2.6 Wegen dieser Kerbwirkung der Fasenkanten ist ein zu nahes Heranführen der Fasen an den Übergangsbereich der Schraube zu vermeiden. Bei begrenztem Innendurchmesser des Scheibenlochs wäre eine vergleichsweise größere Ausbildung der Fase (Fasenbreite) zu erwarten. Dass dies ein Fachmann bei einer Fase machen würde, zeigt auch der Aktenvermerk Beilage ./A11, der die Fase zur Sicherstellung des Freigangs, also als Freistellung, vorschlägt.

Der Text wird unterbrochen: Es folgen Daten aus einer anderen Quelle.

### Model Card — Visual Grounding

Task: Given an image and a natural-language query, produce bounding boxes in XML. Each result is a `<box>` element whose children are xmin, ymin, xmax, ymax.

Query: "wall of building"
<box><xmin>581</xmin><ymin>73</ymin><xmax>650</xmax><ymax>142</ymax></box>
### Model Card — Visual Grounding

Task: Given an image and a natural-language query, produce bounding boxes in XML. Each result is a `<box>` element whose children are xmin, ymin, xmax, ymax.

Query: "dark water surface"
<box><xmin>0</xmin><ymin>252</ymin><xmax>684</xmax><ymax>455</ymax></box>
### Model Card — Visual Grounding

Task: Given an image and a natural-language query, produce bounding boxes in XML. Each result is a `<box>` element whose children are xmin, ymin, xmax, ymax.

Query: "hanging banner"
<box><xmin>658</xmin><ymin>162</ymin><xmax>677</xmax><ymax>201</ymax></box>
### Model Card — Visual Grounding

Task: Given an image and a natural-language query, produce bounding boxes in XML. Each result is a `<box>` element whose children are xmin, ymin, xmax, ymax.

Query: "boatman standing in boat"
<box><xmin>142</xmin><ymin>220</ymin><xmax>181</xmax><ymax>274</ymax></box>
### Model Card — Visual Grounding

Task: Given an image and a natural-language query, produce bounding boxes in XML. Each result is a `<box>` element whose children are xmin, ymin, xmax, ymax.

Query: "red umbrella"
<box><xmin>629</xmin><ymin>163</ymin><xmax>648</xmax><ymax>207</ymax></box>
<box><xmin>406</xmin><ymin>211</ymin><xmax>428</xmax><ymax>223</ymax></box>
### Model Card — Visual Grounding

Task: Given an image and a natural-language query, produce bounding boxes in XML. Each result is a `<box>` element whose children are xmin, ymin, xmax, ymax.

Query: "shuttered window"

2.7 Der Innendurchmesser mit konvexer Abrundung kann in unproblematischer Weise auch an den Übergangsbereich herangeführt werden, wodurch eine Abrundung klein ausgebildet werden kann, da hier kein Freigang angestrebt werden muss. Dies ist deswegen vorteilhaft, weil einerseits die verbleibende senkrechte Stützflanke am Innendurchmesser der Scheibe nicht in den Gewindegang einschneiden darf (Seite 4 der Anmeldungsbeschreibung) und daher entsprechend groß dimensioniert werden muss, und andererseits die Gesamtdicke der Scheiben gering gehalten werden soll, um beispielsweise entsprechende Materialeinsparungen zu ermöglichen.

2.8 Es ergibt sich somit im Vergleich zur Abrundung bei vorgegebenem Innenlochdurchmesser der Scheibe, dass eine Fase mit kleiner Fasenbreite mit entsprechender Kerbwirkung wahrscheinlicher mitten in den Übergangsbereich reichen würde oder dass eine Fase mit größerer Fasenbreite zu einer größeren Gesamtscheibendicke führen würde. In jedem Fall würden sich dabei klare Nachteile gegenüber einer Abrundung ergeben.

2.9 Zusammengefasst bedeutet das, dass durch die Scheibe mit Abrundung ein näheres Heranführen des Innenlochs der Scheibe an den Schraubenschaft möglich ist, wobei die Gesamtdicke der Scheibe vergleichsweise gering ausgeführt und insgesamt die Kerbwirkung verringert oder gänzlich vermieden werden kann.

3. Eine vergleichbare Wirkung bzw Äquivalenz von Fase und Abrundung kann allein aus den mit einer Abrundung verbundenen vorteilhaften Effekten nicht erzielt werden.

3.1 Beilage ./E ist die Kopie eines Auszuges aus DIN-Mitteilungen 71, 1992, Nr 5. Darin ist zunächst von der Einführung einer Scheibe am Durchgangsloch die Rede, wodurch verhindert werden soll, dass „die harte Scheibe in den Unterkopfradius der Schraube eindrückt….“. Diese Beilage weist allenfalls auf eine Scheibe mit Fase hin.

3.2 Beilage ./F ist eine Kopie aus Lueger , Lexikon der Technik, Band 44 194. Darin wird eine Fase als eine Abrundung einer scharfen Kante vor allem bei Bohrwerkzeug definiert: Der Fachmann verstehe unter Fase regelmäßig eine „Abrundung“ einer scharfen Kante und nicht nur eine exakt ebene Abschrägung.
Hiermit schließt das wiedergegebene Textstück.